CoreWeave and Nebius Group are charging hard in the AI infrastructure race as investors pile in. Both companies have seen surging trading volume and stock gains since going public, tapping into the booming need for AI-specific cloud computing resources.
CoreWeave is playing heavy offense with a $9 billion all-stock deal to acquire Core Scientific. This move locks down 1.3 gigawatts of power and data center assets—critical for AI workloads.
The acquisition cuts more than $10 billion in future lease costs and is expected to save about $500 million annually, boosting profitability without adding any debt.
CoreWeave controls a $25.9 billion backlog in contracts, solidifying its U.S. market stronghold.

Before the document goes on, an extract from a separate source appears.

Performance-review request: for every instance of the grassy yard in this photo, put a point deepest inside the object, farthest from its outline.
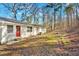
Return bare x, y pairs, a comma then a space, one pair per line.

“The deal is expected to eliminate more than $10 billion in future lease obligations and generate approximately $500 million in annual cost savings.”
Nebius Group is sprinting globally with a $2 billion investment plan to build data centers across Europe, the U.S., and the Middle East. It posted a 385% revenue jump year-over-year fueled by aggressive expansion.
Nebius aims for profitability in H2 2025 and leads Europe as the first cloud provider to offer NVIDIA’s Blackwell GPUs, clinching a first-mover edge in the continent’s AI market.
“Nebius has provided a clear path forward. The company expects to become profitable on an operational basis, as measured by adjusted EBITDA, in the second half of 2025.”
Investors face two profiles: CoreWeave, a $68 billion vertically integrated powerhouse, with a Hold rating; and Nebius, a $13 billion high-growth challenger sporting a Buy consensus.
The AI infrastructure play is just heating up. CoreWeave’s control over energy and capacity creates a durable lead. Nebius’s lightning-fast growth and international bet could unlock bigger upside.
This battle for AI cloud dominance is one to watch as the foundational tech build-out accelerates.